As most of you know, polio is, hopefully, in its end-game. A little over two decades ago, 125 countries experienced nearly 400,000 cases of paralytic polio every year. Because of the global Polio Eradication Program, there were fewer than 223 cases last year, and the disease is now deeply endemic in only three countries: Nigeria, Pakistan, and Afghanistan. But ridding the world of those last few sources of infection is proving problematic, because of political and cultural impediments to mass immunization. “So near, and yet, so far.”

Abandoning the fight at this point would let the virus run rampant, resulting in a resurgence of disease and suffering. An estimated $5.5 billion is needed to complete the task by 2018. Bill and Melinda have risen to the challenge — not only by making their own financial commitment, but by calling upon their philanthropic colleagues in arms — as in the case of Mayor Michael Bloomberg, who is with us today — and enrolling them in the cause.

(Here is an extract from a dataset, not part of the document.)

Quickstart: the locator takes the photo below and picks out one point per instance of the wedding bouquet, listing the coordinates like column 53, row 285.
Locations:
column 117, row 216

A simple but impassioned tw0-minute phone call from Bill caused Mike Bloomberg to respond, “count me in,” to the tune of $100 million.

Bill and Melinda Gates are responsible for a rich pipeline of initiatives that are creating new tools, and new alliances for implementing them, to the enormous benefit of global public health. Please join me in congratulating them on their richly deserved receipt of the 2013 Lasker~Bloomberg Public Service Award.